昔は村々のお祭りでも、毎年新たに神様の衣服を造ってお供え申していたようであります。その為には最も穢(けがれ)を忌んで、こういうやや人里を離れた清き泉のほとりに、機殿(はたどの)というものを建てて若い娘たちに、その大切な布を織らせていたかと思います。

穢れを忌むということは、聖なる者によって機が織られるということを意味している。折口信夫も『水の女(1927年)』の「たなばたつめ」の章で、聖なる乙女が「来るべき神のために機を構えて、布を織っていた」と述べている。
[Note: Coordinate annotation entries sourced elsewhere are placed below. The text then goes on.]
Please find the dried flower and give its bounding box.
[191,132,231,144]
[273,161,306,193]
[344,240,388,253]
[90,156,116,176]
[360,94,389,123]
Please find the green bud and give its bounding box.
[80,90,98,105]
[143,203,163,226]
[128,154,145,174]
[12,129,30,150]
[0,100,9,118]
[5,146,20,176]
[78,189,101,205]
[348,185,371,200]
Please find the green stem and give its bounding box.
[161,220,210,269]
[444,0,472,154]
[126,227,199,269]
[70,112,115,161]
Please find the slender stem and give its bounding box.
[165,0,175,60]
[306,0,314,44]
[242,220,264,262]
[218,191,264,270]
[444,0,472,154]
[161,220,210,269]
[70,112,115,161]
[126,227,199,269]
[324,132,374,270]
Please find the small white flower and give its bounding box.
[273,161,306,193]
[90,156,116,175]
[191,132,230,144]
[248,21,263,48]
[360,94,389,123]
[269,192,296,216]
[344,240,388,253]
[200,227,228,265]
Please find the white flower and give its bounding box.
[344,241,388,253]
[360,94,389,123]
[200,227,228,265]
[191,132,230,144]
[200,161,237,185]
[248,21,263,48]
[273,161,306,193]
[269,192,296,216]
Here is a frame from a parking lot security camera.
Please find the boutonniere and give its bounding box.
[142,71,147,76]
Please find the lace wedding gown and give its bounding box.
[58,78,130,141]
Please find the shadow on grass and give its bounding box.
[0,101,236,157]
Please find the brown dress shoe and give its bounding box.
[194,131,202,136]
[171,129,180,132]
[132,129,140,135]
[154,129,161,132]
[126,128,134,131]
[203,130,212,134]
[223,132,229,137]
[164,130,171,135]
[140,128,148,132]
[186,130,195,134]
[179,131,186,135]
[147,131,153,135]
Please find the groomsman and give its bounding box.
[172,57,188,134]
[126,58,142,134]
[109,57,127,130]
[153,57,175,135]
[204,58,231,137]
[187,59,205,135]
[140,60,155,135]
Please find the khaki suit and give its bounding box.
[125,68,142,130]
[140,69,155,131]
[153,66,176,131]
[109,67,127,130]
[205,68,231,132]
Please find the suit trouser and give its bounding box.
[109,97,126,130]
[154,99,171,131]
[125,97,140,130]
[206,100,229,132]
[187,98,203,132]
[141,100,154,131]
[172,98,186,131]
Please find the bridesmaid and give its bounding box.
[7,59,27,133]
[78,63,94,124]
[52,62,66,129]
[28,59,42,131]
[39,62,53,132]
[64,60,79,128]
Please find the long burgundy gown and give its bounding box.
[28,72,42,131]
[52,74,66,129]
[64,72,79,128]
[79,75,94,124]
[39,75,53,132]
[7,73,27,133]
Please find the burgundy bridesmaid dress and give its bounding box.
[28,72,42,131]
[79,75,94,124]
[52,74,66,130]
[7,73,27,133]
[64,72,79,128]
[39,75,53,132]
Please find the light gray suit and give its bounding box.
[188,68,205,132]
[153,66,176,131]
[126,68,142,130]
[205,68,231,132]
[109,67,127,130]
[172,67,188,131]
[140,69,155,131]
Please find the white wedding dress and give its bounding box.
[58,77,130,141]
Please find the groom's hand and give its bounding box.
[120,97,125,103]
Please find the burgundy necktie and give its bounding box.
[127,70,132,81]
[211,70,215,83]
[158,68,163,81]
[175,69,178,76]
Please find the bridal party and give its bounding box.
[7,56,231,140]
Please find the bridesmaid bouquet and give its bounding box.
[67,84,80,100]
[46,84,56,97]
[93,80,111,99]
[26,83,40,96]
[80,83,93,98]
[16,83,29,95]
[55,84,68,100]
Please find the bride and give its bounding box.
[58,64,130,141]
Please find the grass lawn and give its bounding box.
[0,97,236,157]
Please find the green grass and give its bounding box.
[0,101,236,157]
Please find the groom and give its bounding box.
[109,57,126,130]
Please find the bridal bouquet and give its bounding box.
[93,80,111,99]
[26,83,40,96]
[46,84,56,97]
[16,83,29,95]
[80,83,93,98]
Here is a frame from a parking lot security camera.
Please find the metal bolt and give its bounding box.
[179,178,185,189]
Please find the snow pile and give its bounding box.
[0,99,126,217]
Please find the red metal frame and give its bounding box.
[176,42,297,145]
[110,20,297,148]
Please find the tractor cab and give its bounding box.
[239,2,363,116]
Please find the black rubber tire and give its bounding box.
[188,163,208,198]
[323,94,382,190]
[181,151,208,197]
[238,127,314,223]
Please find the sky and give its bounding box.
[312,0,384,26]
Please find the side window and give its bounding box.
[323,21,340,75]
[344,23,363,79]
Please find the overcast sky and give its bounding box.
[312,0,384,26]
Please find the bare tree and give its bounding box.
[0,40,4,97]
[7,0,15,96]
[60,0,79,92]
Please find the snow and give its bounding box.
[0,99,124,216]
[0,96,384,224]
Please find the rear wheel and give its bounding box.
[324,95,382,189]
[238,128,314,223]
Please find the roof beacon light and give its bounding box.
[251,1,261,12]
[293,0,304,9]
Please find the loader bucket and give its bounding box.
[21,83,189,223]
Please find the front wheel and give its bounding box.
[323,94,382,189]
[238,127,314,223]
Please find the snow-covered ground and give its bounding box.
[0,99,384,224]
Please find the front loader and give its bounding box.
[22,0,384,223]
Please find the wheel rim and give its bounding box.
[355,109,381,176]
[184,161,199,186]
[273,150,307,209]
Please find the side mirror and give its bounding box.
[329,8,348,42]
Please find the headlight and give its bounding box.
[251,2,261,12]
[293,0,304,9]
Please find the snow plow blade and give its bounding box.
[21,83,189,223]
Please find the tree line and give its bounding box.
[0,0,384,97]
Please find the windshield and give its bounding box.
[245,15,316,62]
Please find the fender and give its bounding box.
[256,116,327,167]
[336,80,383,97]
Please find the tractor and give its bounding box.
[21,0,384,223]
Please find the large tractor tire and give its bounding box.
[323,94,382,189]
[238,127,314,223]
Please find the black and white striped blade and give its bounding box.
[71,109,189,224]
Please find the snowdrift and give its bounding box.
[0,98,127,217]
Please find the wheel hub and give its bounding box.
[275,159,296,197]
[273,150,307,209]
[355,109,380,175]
ゆかは〔神聖な水〕の前の姿は、多くは海浜または海に通じる川の淵などにあった。(中略)そこにゆかはだな(湯河板挙)を作って、神の嫁となる処女を、村の神女(そこに生れた者は、成女戒を受けた後は、皆この資格を得た)の中から選り出された兄処女(エヲトメ)が、このたな作りの建て物に住んで、神のおとずれを待っている。(中略)こうした処女の生活は、後世には伝説化して、水神の生け贄といった型に入る。来るべき神のために機を構えて、布を織っていた。神御服(カムミソ)はすなわち、神の身とも考えられていたからだ。
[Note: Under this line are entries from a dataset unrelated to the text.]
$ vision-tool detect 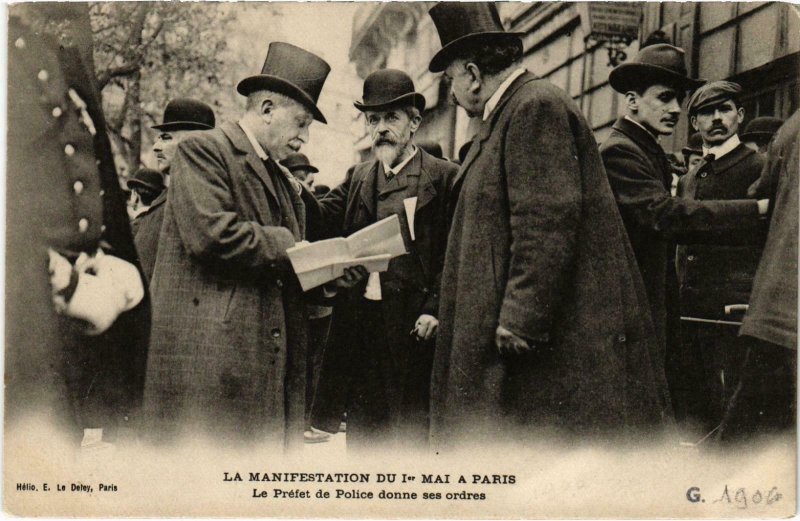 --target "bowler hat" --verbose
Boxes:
[428,2,523,72]
[236,42,331,123]
[128,168,166,190]
[153,98,215,131]
[353,69,425,112]
[686,80,742,116]
[281,152,319,174]
[608,43,704,94]
[681,132,703,156]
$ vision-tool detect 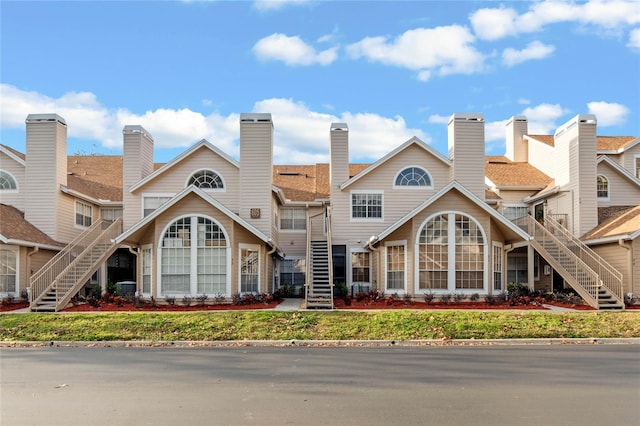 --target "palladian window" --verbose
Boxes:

柳田、折口ともに、古代日本においては、聖なる乙女が神のための衣装を織って、神迎えしたことを述べている。狩俣のマヅマラーも、そのような聖なる乙女のひとりだとみてよいだろう。
この聖なる衣装が奪われようとしたときに、甥のマブコイは、頼まれたわけでもないのに、マヅマラーの織り上げた聖なる衣装を守るために、襲撃する敵を打ち倒すことになる。
ここに母系親族における叔母、甥の関係をみることができる。叔母が聖性を受け持ち、甥は地上的な権力(この歌の場合は武力・腕力)を受け持つという関係性だ。甥の地上的な権力は、叔母の持つ聖性によって保たれているので、甥は頼まれることがなくとも、叔母を守るために戦うことになる。
この叔母、甥の関係性は、姉妹が聖性を受け持ち、兄弟が姉妹の持つ聖性によって地上的な権力を獲得するという「オナリ神」信仰のバリエーションだといえる。聖性と権力における叔母、甥の関係性は、兄弟姉妹が同世代であるのに対して、叔母と甥は一世代異なるだけで、同様の関係性にあるといえるからである。


狩俣うやがむのにーり(三)

マヅマラーは、優れた織り手は、
十読みの布を、糸数を読み揃えて織機にたてて、
夫婦(二反)布を、アマギ(一反に余る)布を織りあげた。
一日で織りあげて、昼間だけで織りあげてしまったから、
夫婦布を、アマギ布を織り集め、
織り集め、仕上げ集めてからは、
ウプグスク・ムトゥにも、集落の中にも持ちよって、
二重の着物を、袷の着物を縫い集め、
縫い集めて、仕上げ集めてからは、
ま胸にかけ、ま首にかけてみたら、
あまりに美しく、とても美しかったので、
ミャーク(狩俣集落の別称)のあらん限り、シマのあらん限りの名声を得た。
根の島までも、他界・異界までもの名声を得た。
沖縄までも、〔王の〕御前までもの名声を得た。
〔名声を〕鳴り響かせてください。誇り続けてくださいませ。
下地(地名)の百姓たち、洲鎌(地名)の平民たちが、
ピサラ(平良)の士族たち、ピサラの殿たちが、
買うというのなら、欲しいというのなら、その気にもなるけれど、
買うとも、欲しいとも言わないで、
ピサラの士族たち、ピサラの殿たちは、
〔他者の〕物を羨(うらや)み、物を嫉(そね)む人たちだから、
布を奪いとろうと、玉を奪いとろうとやってきたのだろうか。
始祖の家のマブコイは、偉大なマブコイは、
自分のことでも、指名されたわけでもないのに、
自分の叔母さん、尊い叔母さんのために、
家から走り出て、家から跳び出してみたら、
遥かの果ての、原野の果ての賤しい連中が
海の上に、海岸に満ち満ちて、
戦意に満ちて、力を漲らせて立っているので、
始祖の家のマブコイは、偉大なマブコイは、
家まで一息に、里元まで走っていって、
自分の刀を、差す剣を取り差して、
ウプグスク・ムトゥに、集落の中に走っていって、
自分の刀を、差す剣を抜き出して、
ひとりずつ勇士を、ひとりずつ戦士を打ち倒し
始祖の家のマブコイは、偉大なマブコイの名は、
ミャークのあらん限り、シマのあらん限り鳴り響いた。
沖縄までも、御前までも鳴り響いた。
根の島までも、他界・異界までも鳴り響いた。
鳴り響き続け、誇り続けてくださいませ。